Donald Lee Stark, of Waterloo, Iowa, a stockbroker currently registered with Stifel, Nicolaus & Company, Incorporated, has been fined $5,000.00 and suspended from associating with any Financial Industry Regulatory Authority (FINRA) member in any capacity based upon consenting to findings that he effected trades in a customer’s account without the customer’s consent. Letter of Acceptance, Waiver and Consent, No. 2017053310601 (June 15, 2017).

According to the AWC, between March of 2015 and August of 2016, discretion had been exercised by Stark in elderly customer EC’s account, where in sixteen circumstances Stark effected the purchase of equities and on eight circumstances he sold EC’s holdings. The AWC stated that EC had verbal discussions with Stark in reference to management of EC’s account; however, EC never provided written authorization that warranted EC’s exercise of discretion. Moreover, the customer’s account was not approved by the firm for registered representatives to place trades on a discretionary basis. Consequently, FINRA found that Stark’s conduct was violative of FINRA Rule 2010 and NASD Rule 2510(b).
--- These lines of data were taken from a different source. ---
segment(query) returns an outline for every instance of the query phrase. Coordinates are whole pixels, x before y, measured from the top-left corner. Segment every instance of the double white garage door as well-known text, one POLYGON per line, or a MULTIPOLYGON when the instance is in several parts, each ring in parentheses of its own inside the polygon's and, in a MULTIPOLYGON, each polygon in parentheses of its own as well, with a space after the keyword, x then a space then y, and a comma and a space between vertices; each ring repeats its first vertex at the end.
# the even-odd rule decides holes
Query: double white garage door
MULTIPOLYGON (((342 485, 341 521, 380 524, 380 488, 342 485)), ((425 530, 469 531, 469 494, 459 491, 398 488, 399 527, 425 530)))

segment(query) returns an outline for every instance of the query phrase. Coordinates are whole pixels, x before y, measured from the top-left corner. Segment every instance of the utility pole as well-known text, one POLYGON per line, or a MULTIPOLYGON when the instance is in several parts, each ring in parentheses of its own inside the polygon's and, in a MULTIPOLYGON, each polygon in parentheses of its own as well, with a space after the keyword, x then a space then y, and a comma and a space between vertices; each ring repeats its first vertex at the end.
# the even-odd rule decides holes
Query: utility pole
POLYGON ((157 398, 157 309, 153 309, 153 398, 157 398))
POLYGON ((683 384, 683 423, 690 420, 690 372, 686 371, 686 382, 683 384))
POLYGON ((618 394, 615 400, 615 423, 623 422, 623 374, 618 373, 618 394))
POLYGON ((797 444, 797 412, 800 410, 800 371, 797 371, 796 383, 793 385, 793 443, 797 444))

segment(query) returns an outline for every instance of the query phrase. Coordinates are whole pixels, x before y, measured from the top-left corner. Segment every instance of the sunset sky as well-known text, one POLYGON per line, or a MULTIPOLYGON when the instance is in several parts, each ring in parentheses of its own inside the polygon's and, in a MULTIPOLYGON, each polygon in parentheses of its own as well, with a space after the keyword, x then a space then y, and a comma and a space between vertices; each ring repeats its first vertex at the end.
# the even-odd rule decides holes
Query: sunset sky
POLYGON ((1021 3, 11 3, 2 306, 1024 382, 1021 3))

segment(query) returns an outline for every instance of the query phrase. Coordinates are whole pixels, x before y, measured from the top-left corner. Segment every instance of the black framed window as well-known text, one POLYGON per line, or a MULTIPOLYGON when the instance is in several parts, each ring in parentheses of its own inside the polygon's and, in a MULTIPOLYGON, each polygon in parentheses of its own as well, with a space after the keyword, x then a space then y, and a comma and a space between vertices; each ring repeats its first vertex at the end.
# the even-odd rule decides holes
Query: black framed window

This is not the first time that Stark has been sanctioned for unauthorized trading. Particularly, Stark has been previously censured and fined $5,000.00 by the National Association of Securities Dealers, Inc., based upon consenting to findings that while associated with Piper, Jaffray & Hopwood, Inc., he placed options transactions in the customer’s investment account despite having lacked the customer’s authorization. (CHI-968-AWC).

Financial Industry Regulatory Authority (FINRA) Public Disclosure reveals that Stark has been identified in two customer initiated investment related disputes containing allegations of his misconduct while employed with Piper Jaffray, Inc., wherein customers collectively requested $179,992.00 in damages based upon allegations that he effected unsuitable investment transactions in their accounts.